Example of retrieved package data after parsing:

{'arch': 'x86_64',
 'repo': 'core',
 'base': 'acl',
 'builddate': '1643730617',
 'conflicts': 'xfsacl',
 'csize': '138970',
 'desc': 'Access control list utilities, libraries and headers',
 'filename': 'acl-2.3.1-2-x86_64.pkg.tar.zst',
 'isize': '325349',
 'license': 'LGPL',
 'md5sum': '718c93159ce4dfc6f789ffe27ce276e8',
 'name': 'acl',
 'packager': 'Christian Hesse <eworm@archlinux.org>',
 'pgpsig': 'iHUEABYIAB0WIQQEKYl95fO9rFN6MGltQr3RFuAGjwUCYflW2QAKCRBtQr3RFuAGj/waAP9U7gJZ0YRfftuGdc4shJdSIfspuWb3nZK+fj7My5z4zQD/SBpepSM3Cxr8Pw2LU5adq4UI0HWFZFsHrg3179XJqgI=',
 'project_url': 'https://savannah.nongnu.org/projects/acl',
 'replaces': 'xfsacl',
 'sha256sum': '20873a994a0728de5b05857129c290e9a8c9bba2236cc30bcffa7b746ffe9218',
 'url': 'https://archive.archlinux.org/packages/.all/acl-2.3.1-2-x86_64.pkg.tar.zst',
 'version': '2.3.1-2'}

If we are ok to get only latest version, we can go this way.

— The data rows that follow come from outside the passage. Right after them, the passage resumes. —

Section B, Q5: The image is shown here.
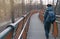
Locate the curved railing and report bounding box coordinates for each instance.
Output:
[0,12,30,39]
[0,10,38,39]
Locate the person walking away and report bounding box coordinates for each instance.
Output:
[44,4,56,39]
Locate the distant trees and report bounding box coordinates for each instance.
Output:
[0,0,11,22]
[0,0,25,23]
[55,0,60,15]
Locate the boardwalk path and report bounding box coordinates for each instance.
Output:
[27,13,46,39]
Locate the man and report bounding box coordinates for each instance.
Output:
[44,4,56,39]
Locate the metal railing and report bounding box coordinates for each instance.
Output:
[18,15,30,39]
[0,13,30,39]
[0,10,38,39]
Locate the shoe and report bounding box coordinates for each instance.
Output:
[46,37,49,39]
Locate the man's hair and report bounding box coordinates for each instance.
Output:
[47,4,52,7]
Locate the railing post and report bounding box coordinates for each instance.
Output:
[52,21,58,38]
[39,10,44,22]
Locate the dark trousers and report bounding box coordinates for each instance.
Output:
[44,22,51,39]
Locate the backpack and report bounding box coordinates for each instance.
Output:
[46,10,56,23]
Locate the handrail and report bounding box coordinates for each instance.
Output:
[0,26,14,39]
[56,20,60,24]
[10,13,29,27]
[10,17,24,28]
[18,16,30,39]
[0,10,41,39]
[0,13,30,39]
[56,15,60,18]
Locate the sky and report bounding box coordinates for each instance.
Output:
[14,0,57,5]
[42,0,57,5]
[24,0,57,5]
[32,0,57,5]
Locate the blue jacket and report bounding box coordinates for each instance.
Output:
[44,7,54,23]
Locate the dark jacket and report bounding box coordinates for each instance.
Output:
[44,7,54,23]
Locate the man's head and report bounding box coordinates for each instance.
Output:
[47,4,52,7]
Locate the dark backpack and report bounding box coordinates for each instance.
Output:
[46,10,56,23]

(as a data point) That's currently the way we are retrieving information for CRAN
packages. CRAN (infra) only exposes the latest version of a package (it exposes archived
versions with a dedicated instance we are not currently listing).

But our lister is listing them everyday so from the moment we started ingested them, we
should have some versions for one package already. At some point, we'll have to attend
to the archived ones as well.

So I guess, given your current experiments reported here (through the description and
this very comment), it'd be ok to do the same than CRAN here.

Nonetheless, it's possible to get other versions of a package through two different
strategies, each with some pros and cons:

  1. Download index https://archive.archlinux.org/packages/.all/index.0.xz which contains a file that list several previous versions, for example:
mercurial-4.8.2-1-x86_64
mercurial-4.9-1-x86_64
mercurial-4.9.1-1-x86_64
mercurial-5.0-1-x86_64
...

Pro : One 500 ko file to download, one dynamic regex to find matches
Cons: we only get a filename, no date, no metadata. The files is +/- 400000 entries.
It tooks 16 min for the regex to find match for +/- 15000 packages...

  1. Scrap server directory listing to get previous versions of a package with its

release date, for example https://archive.archlinux.org/packages/m/mercurial/
Pro: Easy to scrap + a release date is associated to a version
Cons: Scrapping +/- 15000 pages can be quite slow, no metadata

@vlorentz @ardumont @bchauvet what do you think, what do you prefer?

As mentioned, I'd go for the simplest solution (first one which allows more simple
metadata retrieval for the latest version only).

@vlorentz @bchauvet thoughts?

Also do you I cancel that issue and create a new one to go on?

You can go either way. If you keep that one, it'd be easier to compare with your future
version (and the future review will be simpler, no noisy old comments). If you keep it,
we can still find its initial version through the history tab (within the web ui).

Well, go simple, create a new one? (yeah, the opposite of what i said to you on irc on
friday ¯\_(ツ)_/¯ ;)

Cheers,

New patch that fetch archives instead of git repository is D7894

New patch that fetch archives instead of git repository is D7894

Awesome, thanks.

You can close this one then (it won't disappear).